Buddy and his older brother Will (Lewis McAskie) live carefree days playing football (soccer) and other games in the narrow streets lining the rowhouses and young Buddy has a wicked crush on flaxen-haired Catherine (Olive Tennant), a Catholic. It’s such an infatuation that he works hard on his math and other subjects so that he can eventually sit across for Catherine. (The teacher stratifies the class according to their grades.) Pa, like Branagh’s actual father William, works in England as a plumber and joiner for a firm that specializes in suspended ceilings and is usually home only on weekends. That’s not a popular place to earn one’s bread when violence flares and even the local Protestant minister (Turlough Convery) resorts to histrionics. And it’s really uncomfortable as children begin to form gangs and a puffed-up criminal named Billy Clanton (Colin Morgan) applies pressure to Pa to choose sides (which he refuses to do). As if the family doesn’t have enough problems with their tax bills, Pa’s gambling, and Pop’s declining health.
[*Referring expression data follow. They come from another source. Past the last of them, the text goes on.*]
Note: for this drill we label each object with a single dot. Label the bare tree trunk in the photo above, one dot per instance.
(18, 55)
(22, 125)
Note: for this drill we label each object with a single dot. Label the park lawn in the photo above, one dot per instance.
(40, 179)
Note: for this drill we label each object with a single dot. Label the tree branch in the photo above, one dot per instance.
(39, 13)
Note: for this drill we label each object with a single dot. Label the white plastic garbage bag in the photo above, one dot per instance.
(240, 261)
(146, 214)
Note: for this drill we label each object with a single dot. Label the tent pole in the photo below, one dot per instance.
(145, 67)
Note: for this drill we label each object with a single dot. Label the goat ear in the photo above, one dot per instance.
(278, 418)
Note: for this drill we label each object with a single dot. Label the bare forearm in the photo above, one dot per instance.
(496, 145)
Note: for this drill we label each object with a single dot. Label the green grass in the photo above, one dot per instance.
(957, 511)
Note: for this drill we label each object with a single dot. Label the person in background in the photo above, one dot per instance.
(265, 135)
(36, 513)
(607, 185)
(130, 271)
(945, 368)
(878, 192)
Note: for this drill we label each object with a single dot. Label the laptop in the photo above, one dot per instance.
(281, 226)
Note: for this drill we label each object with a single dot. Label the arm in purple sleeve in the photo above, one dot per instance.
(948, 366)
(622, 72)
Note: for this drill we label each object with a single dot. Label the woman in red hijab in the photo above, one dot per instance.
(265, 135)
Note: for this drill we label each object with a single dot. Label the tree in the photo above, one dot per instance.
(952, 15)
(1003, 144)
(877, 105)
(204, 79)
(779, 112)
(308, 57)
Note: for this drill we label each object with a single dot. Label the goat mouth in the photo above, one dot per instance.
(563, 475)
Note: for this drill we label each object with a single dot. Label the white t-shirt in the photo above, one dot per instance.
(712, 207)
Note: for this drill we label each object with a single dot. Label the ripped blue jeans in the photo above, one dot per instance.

Jude Hill is, simply, adorable and, for a child, a strong actor. He’s the sort who practically invites you to jostle his hair and take him out for an ice lolly. It’s another inspired choice, as it drives home the idea that children are the real victims of ancient hatreds. (In “House of Orange, the last song Stan Rogers wrote before his death in 1983, he implored: Their sons have no politics. None can recall/Allegiance from long generations before. O’this or O’that name can’t matter at all/Or be cause enough for to war.) Spot on! The film is really about the noncomprehending silent victims, so don’t expect anything from Dornan that approaches his rakishness in Fifty Shades of Grey; if anything, Balfe provides more steam. Though it’s Hill’s film, Hands comes close to stealing his thunder. He’s the kind of grandpa everyone wants–a lovable rascal with a healthy disregard for convention, a quick tongue, and deep love for his wife and grandkids. He can even discourse on why it’s a good thing to have outdoor toilets rather than in-house facilities and how to fool teachers by writing unclear numbers on homework papers. Dench also does a fine job of playing against her exalted reputation. She’s dowdy and stays within herself to drive home the same point as Balfe: In 1969, Northern Ireland was decidedly patriarchal.
It should be said that this is by no means an exhaustive or balanced look at The Troubles, nor should it be if your choice is to focus on kids and not politics. Objectively speaking, the film could have been longer to flesh out characters and give more background. Branagh, of course, knows the who’s who of his boyhood, but viewers don’t necessarily bring that foreknowledge into the theater. The film is a scant 98 minutes, some in period back and white and others in color. Another 10-15 minutes could have sharpened backstories, though again I suspect Branagh wanted us to see types rather than getting bogged down in the lives of adults. If I might add still another excellent decision, though, Branagh’s decision to use Van Morrison songs as a soundtrack enhances the film.
If you’re wondering, Branagh’s father saw the handwriting on the wall and moved his family out of Northern Ireland before the worst violence broke out. They did not, however, go to London as the film suggests, rather they moved to Reading, about 40 miles southwest of London. Nonetheless, I guess we could say Branagh eventually did pretty well for himself.